# Black junk on cured unsmoked belly...



## inkjunkie (Jan 29, 2016)

20160129_214015.jpg



__ inkjunkie
__ Jan 29, 2016





Took the 3 separate chunks of belly out of the fridge to see if it will fit in a rack I want to use and found these dots. Belly was dry cured.


----------



## foamheart (Jan 30, 2016)

Where they resting on a silver plated plate?

Why you ask?

I had a couple of large plastic metal plated serving trays I liked using. Turned out that something in the cured meat of my sausage was making black spots. Immediately thought of bubonic plague....LOL

It took awhile but I finally realized that something in the cured meat was reacting to the rusty parts of the tray. Soon as I quit using the trays I quit getting spots.

Don't know its your problem, but it was mine. It actually made black spots inside the casing on the meat, not the outside where'd you think. It reminded me of an old chem. class where we used silver nitrate and it burnt our hands black. <Shrugs>


----------



## SmokinAl (Jan 30, 2016)

Never seen anything like that.

I would PM Chef Jimmy.
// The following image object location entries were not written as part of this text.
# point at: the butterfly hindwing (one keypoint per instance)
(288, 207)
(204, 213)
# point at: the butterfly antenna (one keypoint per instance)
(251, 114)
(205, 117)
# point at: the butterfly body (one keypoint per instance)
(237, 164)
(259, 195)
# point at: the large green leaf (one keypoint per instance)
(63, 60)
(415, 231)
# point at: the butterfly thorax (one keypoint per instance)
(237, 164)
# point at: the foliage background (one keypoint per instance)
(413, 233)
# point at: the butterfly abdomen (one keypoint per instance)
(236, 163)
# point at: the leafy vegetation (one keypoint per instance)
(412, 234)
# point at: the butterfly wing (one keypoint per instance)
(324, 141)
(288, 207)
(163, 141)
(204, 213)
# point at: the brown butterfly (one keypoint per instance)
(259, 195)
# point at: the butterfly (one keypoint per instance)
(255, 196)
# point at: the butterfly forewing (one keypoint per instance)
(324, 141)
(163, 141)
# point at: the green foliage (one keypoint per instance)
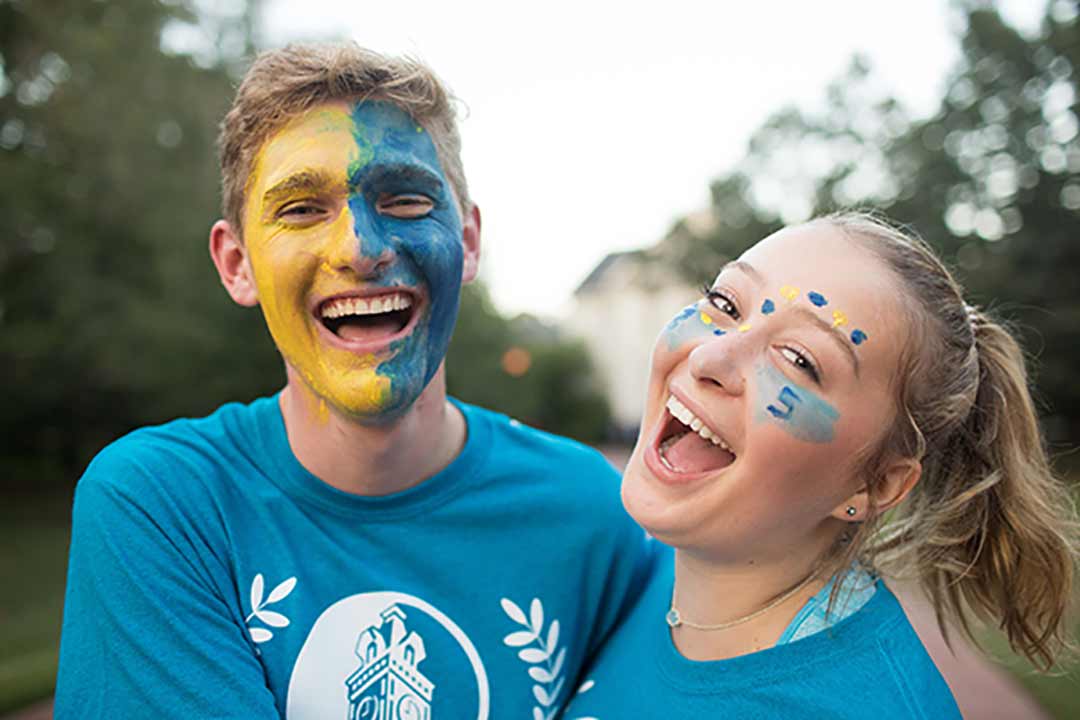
(991, 180)
(557, 393)
(110, 312)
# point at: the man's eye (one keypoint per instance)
(405, 206)
(800, 361)
(300, 212)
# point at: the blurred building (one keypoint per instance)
(621, 307)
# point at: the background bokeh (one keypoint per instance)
(111, 316)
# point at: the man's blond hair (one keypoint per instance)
(285, 83)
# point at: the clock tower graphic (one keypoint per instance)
(388, 683)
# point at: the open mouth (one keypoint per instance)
(688, 446)
(364, 320)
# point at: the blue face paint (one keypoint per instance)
(395, 159)
(798, 410)
(689, 324)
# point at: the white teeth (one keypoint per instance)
(687, 418)
(343, 307)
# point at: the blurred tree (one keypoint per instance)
(991, 180)
(556, 390)
(110, 315)
(110, 312)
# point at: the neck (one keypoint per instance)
(707, 593)
(373, 459)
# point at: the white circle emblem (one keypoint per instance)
(364, 638)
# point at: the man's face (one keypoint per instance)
(354, 241)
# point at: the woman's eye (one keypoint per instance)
(800, 361)
(723, 302)
(404, 206)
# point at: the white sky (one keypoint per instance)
(592, 125)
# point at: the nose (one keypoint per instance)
(723, 362)
(359, 247)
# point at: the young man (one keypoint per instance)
(358, 546)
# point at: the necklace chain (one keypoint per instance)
(675, 619)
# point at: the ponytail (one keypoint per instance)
(997, 527)
(988, 530)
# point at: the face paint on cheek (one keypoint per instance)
(690, 324)
(798, 410)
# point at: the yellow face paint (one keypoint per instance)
(291, 262)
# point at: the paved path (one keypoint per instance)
(982, 690)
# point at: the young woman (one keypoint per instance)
(829, 411)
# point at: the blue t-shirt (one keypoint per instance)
(868, 665)
(213, 576)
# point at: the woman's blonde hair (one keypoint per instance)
(284, 83)
(987, 530)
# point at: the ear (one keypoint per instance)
(899, 479)
(233, 268)
(470, 242)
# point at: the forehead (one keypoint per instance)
(345, 138)
(844, 274)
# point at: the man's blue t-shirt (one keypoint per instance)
(868, 665)
(213, 576)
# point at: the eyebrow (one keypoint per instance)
(836, 335)
(746, 268)
(306, 179)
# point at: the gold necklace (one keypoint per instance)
(675, 619)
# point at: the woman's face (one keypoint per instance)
(763, 398)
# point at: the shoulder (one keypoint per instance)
(567, 476)
(522, 448)
(179, 457)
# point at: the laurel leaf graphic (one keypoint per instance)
(272, 619)
(540, 675)
(257, 592)
(518, 639)
(532, 655)
(557, 689)
(557, 667)
(514, 612)
(260, 634)
(536, 616)
(282, 591)
(553, 636)
(541, 695)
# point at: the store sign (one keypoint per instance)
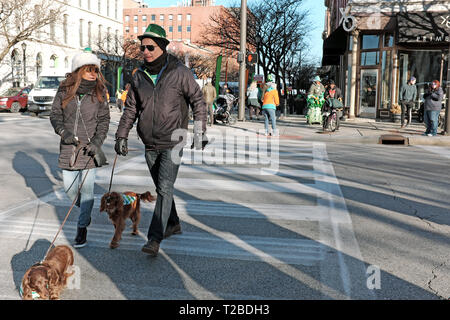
(424, 27)
(259, 78)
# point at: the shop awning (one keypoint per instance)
(423, 28)
(334, 46)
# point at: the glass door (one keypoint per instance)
(368, 93)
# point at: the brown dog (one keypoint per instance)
(47, 279)
(118, 211)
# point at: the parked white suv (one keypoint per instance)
(40, 99)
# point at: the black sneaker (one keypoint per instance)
(151, 248)
(80, 239)
(170, 230)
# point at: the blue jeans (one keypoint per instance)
(431, 119)
(270, 113)
(86, 200)
(164, 173)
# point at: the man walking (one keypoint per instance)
(159, 97)
(408, 96)
(209, 92)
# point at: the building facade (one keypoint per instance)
(183, 23)
(85, 23)
(371, 48)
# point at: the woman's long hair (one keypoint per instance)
(72, 82)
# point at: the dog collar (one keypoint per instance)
(128, 199)
(34, 294)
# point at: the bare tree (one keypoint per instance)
(22, 20)
(203, 65)
(277, 30)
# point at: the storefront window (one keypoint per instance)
(370, 58)
(388, 40)
(370, 41)
(349, 81)
(386, 79)
(425, 66)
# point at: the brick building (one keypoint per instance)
(183, 23)
(371, 48)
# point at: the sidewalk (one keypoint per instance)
(358, 130)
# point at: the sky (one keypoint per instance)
(317, 19)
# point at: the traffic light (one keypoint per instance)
(252, 59)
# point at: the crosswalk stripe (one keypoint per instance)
(287, 250)
(207, 184)
(142, 167)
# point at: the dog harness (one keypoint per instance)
(34, 294)
(128, 199)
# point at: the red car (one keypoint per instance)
(14, 99)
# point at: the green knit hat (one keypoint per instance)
(155, 31)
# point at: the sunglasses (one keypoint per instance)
(149, 47)
(92, 69)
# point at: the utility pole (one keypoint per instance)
(447, 109)
(241, 60)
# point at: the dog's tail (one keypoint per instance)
(146, 196)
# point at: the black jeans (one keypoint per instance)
(407, 108)
(164, 173)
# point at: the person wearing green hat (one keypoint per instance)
(161, 91)
(80, 116)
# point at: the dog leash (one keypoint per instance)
(114, 165)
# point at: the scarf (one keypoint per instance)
(156, 66)
(86, 86)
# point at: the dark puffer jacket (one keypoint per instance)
(96, 116)
(163, 108)
(433, 100)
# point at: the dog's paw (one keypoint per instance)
(113, 245)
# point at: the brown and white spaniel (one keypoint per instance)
(46, 280)
(122, 206)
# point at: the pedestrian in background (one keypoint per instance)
(270, 102)
(209, 93)
(80, 115)
(252, 100)
(408, 96)
(159, 97)
(123, 96)
(432, 107)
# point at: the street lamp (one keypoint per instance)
(24, 48)
(258, 42)
(284, 60)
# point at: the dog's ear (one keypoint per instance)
(52, 277)
(147, 196)
(103, 202)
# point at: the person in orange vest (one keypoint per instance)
(270, 102)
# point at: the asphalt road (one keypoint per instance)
(319, 221)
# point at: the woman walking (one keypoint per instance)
(432, 107)
(270, 102)
(80, 115)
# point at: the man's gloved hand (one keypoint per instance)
(93, 147)
(121, 146)
(67, 137)
(200, 141)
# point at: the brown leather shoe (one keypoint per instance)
(170, 230)
(151, 248)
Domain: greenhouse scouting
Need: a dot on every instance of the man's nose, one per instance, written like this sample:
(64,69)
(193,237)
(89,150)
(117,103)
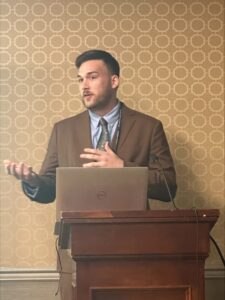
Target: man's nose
(84,84)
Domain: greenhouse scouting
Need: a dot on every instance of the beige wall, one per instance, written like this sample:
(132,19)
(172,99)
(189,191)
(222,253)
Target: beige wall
(172,59)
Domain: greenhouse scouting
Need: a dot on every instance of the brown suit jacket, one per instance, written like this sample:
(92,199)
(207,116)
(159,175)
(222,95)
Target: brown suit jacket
(141,138)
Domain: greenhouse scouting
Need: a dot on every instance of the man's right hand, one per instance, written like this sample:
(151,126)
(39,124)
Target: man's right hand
(21,171)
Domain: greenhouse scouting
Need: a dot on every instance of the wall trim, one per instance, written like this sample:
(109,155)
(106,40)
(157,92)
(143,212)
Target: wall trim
(19,274)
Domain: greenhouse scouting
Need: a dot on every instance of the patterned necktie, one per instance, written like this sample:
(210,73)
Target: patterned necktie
(104,137)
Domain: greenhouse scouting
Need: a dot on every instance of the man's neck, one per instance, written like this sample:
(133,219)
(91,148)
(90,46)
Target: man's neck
(103,111)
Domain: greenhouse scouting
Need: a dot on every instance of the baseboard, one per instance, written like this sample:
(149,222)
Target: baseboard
(19,274)
(16,274)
I think he would be able to help you.

Al


----------



## ak1 (Jan 30, 2016)

That's a new one to me. I'm interested to find out what it was.


----------



## foamheart (Jan 30, 2016)

I thought I kept a picture...... Looks kinda like this, right?













007 (3).JPG



__ foamheart
__ Jan 30, 2016


















005 (3).JPG



__ foamheart
__ Jan 30, 2016






Black dots............OMG!!    Its DOTS!!

See that tray they were resting on? It and its twin were the culprits.


----------



## chef jimmyj (Jan 30, 2016)

The only time I have seen that color on meat was a reaction with Aluminum foil. A vinegar/wine marinated Meat was in a Steel pan covered in Aluminum foil.  Next day the foil was pitted and there were black spots on the meat...JJ


----------



## inkjunkie (Jan 30, 2016)

Foamheart said:


> I thought I kept a picture...... Looks kinda like this, right?
> 
> 
> 
> ...


Yup, that be them...


----------